Upfront, I will advise this administration to steer far clear of any so-called petroleum sector ‘deregulation’ come January 2022. Sentiments are tinder-dry and I doubt if they would want another #EndSARS-scale demonstrations on their hands, or worse. I mean, it takes a lot of nerve to meet the petrol price at N97, take it first to N145 naira and then N162 and then propose to leave it at N380 or more. The first increase was done without apologies or care, as the president was merely riding on his fabled and now demystified Mai-Gaskiya factor. Since the government came in 2015, what Nigerians have seen has been different. No matter what anyone says about that era, the majority of voters expressed hope in the Buhari-Osinbajo ticket, and part of that hope was that the economy would be fixed, while life will be easier for most Nigerians in terms of improved standards of living.

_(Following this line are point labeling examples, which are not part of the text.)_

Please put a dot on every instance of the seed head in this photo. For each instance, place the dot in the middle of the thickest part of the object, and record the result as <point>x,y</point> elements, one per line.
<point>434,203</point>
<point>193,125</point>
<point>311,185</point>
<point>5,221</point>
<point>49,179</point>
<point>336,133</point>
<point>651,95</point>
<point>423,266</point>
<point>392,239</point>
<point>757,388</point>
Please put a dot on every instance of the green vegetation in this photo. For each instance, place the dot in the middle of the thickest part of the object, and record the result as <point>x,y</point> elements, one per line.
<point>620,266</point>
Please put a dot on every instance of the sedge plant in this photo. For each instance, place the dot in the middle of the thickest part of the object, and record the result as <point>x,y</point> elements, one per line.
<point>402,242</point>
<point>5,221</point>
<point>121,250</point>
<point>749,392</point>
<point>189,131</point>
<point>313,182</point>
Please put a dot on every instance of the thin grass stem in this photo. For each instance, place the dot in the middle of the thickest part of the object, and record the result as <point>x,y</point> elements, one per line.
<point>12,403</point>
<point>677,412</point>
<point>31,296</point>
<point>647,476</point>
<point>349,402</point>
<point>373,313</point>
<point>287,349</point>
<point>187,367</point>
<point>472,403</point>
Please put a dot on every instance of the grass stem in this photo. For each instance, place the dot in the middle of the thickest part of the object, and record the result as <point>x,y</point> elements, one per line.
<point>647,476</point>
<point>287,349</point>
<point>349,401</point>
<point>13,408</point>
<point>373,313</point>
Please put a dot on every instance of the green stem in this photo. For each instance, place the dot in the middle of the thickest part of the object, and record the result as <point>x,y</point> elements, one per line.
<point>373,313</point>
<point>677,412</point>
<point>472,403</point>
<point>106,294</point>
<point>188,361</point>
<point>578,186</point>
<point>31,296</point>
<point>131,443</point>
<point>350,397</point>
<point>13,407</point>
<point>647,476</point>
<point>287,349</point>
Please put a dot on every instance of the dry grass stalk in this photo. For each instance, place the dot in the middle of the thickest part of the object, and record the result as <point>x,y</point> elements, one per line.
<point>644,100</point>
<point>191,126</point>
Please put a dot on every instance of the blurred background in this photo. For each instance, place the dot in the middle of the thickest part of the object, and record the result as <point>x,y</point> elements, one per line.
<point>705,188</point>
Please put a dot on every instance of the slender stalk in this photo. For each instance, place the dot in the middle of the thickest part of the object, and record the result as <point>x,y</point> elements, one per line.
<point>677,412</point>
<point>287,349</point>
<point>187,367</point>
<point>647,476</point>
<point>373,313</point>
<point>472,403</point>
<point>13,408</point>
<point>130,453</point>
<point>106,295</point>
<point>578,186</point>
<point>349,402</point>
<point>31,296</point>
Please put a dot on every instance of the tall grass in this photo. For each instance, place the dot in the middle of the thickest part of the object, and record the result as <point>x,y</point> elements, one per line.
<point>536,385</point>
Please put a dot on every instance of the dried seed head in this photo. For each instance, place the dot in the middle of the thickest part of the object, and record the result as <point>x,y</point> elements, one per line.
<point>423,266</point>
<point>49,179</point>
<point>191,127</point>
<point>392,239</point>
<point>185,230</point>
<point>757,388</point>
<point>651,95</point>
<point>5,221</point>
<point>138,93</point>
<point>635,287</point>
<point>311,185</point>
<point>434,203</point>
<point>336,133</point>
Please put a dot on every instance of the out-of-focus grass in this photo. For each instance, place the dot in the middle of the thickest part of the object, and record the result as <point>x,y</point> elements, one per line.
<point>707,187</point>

Alas, what Nigerians paid for has been totally different from what has been delivered. And so, through a lot of disdain, refusal to interact with the people, talk downs such as Nigerian youths being lazy or agreeing with David Cameron, then prime minister of United Kingdom that Nigerians were fantastically corrupt, the fuel price was increased, twice, to almost double what it was pre-2015. Before EndSARS, perhaps the worst nationwide riot in recent times was in January 2012, due to the tentative increase of fuel price from N65 to N140 per litre, in the name of deregulation. The then government backed down to N97. Nigerians would later find out that a few connected smart Alecs had swindled the country of N2.53 trillion in false subsidy claims. Some, like me, needed to know that that level of fraud did happen in this country. But not much has happened to those guys. They are still among us – rehabilitated big boys and girls.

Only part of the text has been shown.